Building the Water Shader

The water on the homepage looks complex but it is really quite a simple effect. It essentially consists of scrolling two normal maps at differing rates to create the appearance of a rippling surface, and then layering a few different lighting effects (blinn-phong, fresnel and skybox reflections). To make it, I found someone on a forum who gave step-by-step instructions on how to make good looking water and I just implemented steps off that list, starting with the most basic, until I had something that looked good. I also found an article that gave a really good overview of various techniques involved in simulating and rendering water, check it out here: https://developer.nvidia.com/gpugems/gpugems/part-i-natural-effects/chapter-1-effective-water-simulation-physical-models A lot of what this article covers is considerably more advanced than anything I'm doing in my shader. Even the simulated ripples that appear when you mouse over the water are just a simple velocity based simulation that is being factored into the normal computations. If you look closely, you will see that the surface of the mesh does not actually deform at all from the ripples; it is simply the lighting that changes. I have added some slight sine-based undulations in the vertex shader to make the surface look a bit more alive, but aside from that the effect is entirely the result of lighting tricks.

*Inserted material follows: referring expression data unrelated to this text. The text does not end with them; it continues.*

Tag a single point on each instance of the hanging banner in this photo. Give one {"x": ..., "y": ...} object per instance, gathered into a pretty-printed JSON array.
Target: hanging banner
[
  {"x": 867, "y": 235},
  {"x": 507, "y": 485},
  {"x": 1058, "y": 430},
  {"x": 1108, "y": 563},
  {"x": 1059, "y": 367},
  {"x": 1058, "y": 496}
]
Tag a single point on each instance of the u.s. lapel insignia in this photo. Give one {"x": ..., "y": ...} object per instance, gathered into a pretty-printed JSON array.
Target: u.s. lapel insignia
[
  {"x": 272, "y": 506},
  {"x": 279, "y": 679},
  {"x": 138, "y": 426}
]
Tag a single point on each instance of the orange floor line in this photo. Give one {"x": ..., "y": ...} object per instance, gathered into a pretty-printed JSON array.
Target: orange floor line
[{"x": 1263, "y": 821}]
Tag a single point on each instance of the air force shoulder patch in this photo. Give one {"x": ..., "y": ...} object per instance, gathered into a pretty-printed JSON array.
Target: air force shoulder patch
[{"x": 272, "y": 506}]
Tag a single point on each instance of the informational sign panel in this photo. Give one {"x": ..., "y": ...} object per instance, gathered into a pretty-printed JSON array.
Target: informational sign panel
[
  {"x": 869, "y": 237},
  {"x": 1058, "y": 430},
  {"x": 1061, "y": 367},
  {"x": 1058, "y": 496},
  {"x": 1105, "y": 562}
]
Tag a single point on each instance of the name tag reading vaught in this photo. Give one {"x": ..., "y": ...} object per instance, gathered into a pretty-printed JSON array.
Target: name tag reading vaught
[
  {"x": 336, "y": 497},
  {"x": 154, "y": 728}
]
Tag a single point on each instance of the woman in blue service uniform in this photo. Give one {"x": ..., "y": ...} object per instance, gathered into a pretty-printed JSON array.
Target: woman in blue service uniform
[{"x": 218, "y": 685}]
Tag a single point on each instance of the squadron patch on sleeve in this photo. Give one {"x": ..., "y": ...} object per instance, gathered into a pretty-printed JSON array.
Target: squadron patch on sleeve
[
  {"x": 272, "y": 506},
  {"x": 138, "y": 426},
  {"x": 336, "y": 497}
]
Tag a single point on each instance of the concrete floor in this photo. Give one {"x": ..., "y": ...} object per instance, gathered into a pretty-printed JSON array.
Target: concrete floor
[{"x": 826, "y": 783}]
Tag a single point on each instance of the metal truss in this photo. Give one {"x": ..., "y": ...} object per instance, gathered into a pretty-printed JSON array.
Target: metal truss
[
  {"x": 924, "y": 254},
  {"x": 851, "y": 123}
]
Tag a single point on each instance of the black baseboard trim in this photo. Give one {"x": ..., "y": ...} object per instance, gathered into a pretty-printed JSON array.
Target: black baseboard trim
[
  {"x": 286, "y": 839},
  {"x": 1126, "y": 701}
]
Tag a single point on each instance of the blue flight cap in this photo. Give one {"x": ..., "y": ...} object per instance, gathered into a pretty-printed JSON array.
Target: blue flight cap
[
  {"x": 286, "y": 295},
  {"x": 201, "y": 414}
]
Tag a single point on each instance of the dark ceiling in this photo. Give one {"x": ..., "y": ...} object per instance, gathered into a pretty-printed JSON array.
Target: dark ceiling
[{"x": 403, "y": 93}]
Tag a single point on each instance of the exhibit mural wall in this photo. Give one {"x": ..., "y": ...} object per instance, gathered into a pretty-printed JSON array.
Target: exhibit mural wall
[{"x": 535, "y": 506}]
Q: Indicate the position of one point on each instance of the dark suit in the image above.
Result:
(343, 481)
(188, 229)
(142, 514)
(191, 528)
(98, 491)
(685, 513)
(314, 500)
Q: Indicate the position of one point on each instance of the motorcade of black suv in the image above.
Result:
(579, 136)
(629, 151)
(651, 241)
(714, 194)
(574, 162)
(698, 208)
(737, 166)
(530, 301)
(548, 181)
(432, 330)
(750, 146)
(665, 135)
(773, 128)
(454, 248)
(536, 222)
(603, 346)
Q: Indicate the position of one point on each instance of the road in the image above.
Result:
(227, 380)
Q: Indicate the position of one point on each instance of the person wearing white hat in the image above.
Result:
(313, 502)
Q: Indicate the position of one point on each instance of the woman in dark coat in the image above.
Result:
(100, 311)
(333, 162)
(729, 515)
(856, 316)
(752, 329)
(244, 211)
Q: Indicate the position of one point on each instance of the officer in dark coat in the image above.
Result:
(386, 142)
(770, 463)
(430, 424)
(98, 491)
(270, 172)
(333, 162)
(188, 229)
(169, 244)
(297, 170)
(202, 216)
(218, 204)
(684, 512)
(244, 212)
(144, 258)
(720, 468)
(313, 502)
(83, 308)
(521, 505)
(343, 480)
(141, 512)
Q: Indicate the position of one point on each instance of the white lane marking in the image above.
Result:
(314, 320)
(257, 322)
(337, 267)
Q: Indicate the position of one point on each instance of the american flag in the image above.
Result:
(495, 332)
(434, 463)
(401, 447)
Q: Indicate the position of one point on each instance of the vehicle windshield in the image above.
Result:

Here you can see the effect of just scrolling the two normal maps with some simple diffuse lighting:

Water Shader Study (Step 1 - Dual Normal Maps)

You can see the result is something that sort of looks like water, but it's a bit off. Water is quite reflective and this material has no reflections at all. So we'll add some Fresnel lighting (Fresnel reflections? Fresnel effect? I'm not sure of the precise terminology for this effect. It's the reason the edges of a soap bubble look solid while the middle is transparent.) as well as some Blinn-Phong specularity. The effect on the homepage also includes skybox reflections but I have left those out here for simplicity's sake.

Water Shader Study (Step 2 - Lighting)

You'll have to play around a bit with the location of the light source (which is passed as a uniform) to get things looking just right, and as you can see having transparent water on a black background tends to look a bit strange. I think the skybox relfections also really help sell it. But that's pretty much all there is to it.